Which industries were most generous?
If you are a top executive in electrical products, you got the biggest movements in base salary - 11.5 per cent. Behind were transport, haulage, storage, distribution and docks at 9.6 per cent, and health and social work at 8.4 per cent.
What's the story with bonuses?
In the year to September, 54.9 per cent of top executives snared a bonus - a slight increase on the year before. The average value was $23,124, from an average that was available of $29,513 - which shows that payment of bonuses are often related to performance. The ratio of bonus paid to bonus available now stands at 78.4 per cent.
As noted above, bonuses are not as common in New Zealand as elsewhere. But every year sees a slow but steady increase in the at-risk proportion of an executive's package, says McBride.
And company cars?
Fewer executives are getting company cars - just one in two top executives (49.8 per cent) gets to drive a car courtesy of their employer.
The shift away from cars helps minimise companies' administration costs and tax exposure. For example, the largest proportion of top executives - 17.8 per cent - had a car valued at between $47,000 and $77,800 - probably a Holden Calais 3.8, Ford Fairmont Ghia, a Mitsubishi Pajero or something similar.
That costs $19,500 in running charges a year, which includes depreciation and insurance, and a whopping $11,271 in fringe benefit tax and the GST that attracts.
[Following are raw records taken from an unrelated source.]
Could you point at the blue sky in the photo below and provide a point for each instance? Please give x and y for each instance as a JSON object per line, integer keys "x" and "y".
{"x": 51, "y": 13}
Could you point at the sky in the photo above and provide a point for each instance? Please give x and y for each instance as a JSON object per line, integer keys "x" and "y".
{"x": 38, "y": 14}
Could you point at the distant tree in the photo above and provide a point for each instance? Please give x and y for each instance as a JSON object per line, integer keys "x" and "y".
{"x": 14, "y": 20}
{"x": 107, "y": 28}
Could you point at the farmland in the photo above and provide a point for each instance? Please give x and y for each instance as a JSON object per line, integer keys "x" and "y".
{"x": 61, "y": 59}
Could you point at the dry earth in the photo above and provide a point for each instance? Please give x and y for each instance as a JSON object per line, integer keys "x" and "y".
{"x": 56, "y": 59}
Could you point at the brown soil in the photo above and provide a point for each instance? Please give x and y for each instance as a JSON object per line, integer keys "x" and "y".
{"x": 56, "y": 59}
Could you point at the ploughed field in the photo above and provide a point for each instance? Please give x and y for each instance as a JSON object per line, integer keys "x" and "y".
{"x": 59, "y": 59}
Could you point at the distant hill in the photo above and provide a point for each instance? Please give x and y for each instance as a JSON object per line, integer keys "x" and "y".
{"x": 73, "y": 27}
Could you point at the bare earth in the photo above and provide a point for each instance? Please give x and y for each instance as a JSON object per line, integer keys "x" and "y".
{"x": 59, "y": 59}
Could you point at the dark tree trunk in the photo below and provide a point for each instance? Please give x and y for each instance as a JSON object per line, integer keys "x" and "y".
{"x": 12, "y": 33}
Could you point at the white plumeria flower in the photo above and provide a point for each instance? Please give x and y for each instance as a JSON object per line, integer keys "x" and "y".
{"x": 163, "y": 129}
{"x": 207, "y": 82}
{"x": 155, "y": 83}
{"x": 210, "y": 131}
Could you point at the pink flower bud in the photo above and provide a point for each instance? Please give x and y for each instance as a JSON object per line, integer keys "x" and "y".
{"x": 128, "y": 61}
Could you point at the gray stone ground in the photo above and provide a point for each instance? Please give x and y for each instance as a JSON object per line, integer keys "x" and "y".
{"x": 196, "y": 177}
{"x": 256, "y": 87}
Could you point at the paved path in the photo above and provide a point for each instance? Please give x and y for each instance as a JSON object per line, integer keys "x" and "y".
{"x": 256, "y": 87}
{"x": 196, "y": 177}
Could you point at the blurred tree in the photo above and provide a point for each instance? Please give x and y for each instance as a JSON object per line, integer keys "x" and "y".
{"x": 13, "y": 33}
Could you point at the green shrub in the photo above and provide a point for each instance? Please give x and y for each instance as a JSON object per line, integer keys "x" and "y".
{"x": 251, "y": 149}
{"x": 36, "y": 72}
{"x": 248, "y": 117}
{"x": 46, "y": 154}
However, that doesn't count the cost of prangs - and many a company accountant would testify that people don't drive quite so carefully when they're not liable for the bills.
Crunch the numbers a bit further and it appears that you are most likely to get a car in your package if you are a chief executive B; least likely if you are a senior HR executive.
What factors influence who gets what?
The economy impacts on a company's ability to pay, says McBride. Other influences are the cost of attracting talent - New Zealand is notoriously short of choice in some areas - and the cost of keeping it.
One of the keys to keeping good people is "hygiene", says McBride - "treating people as people rather than as a resource. Do you give them a sense of worth, do they feel their contribution is recognised and that they are rewarded?"
What about shares?
Share options aren't a huge feature of the pay packages of the top Kiwi executives - just 4 per cent got an issue of shares in the year to September.
The report says that the number of big company collapses in the United States, many of them involving dubious share schemes, has put New Zealand companies off following the same path. Share schemes are often used to encourage staff to take a longer-term organisational view, says the report, and while they are slowly increasing "it is a slow process".
And although more companies are making share schemes available, they aren't putting a lot up and it's a small number of people who are allowed to tap into them.
So what are the job prospects in 2003 for top executives?
This year is the year of the "generalist", declares McBride - the manager with broad and general skills.
"There are opportunities for people with a good broad understanding of business management who may well have come from another discipline - but they have cottoned on to the additional skills needed."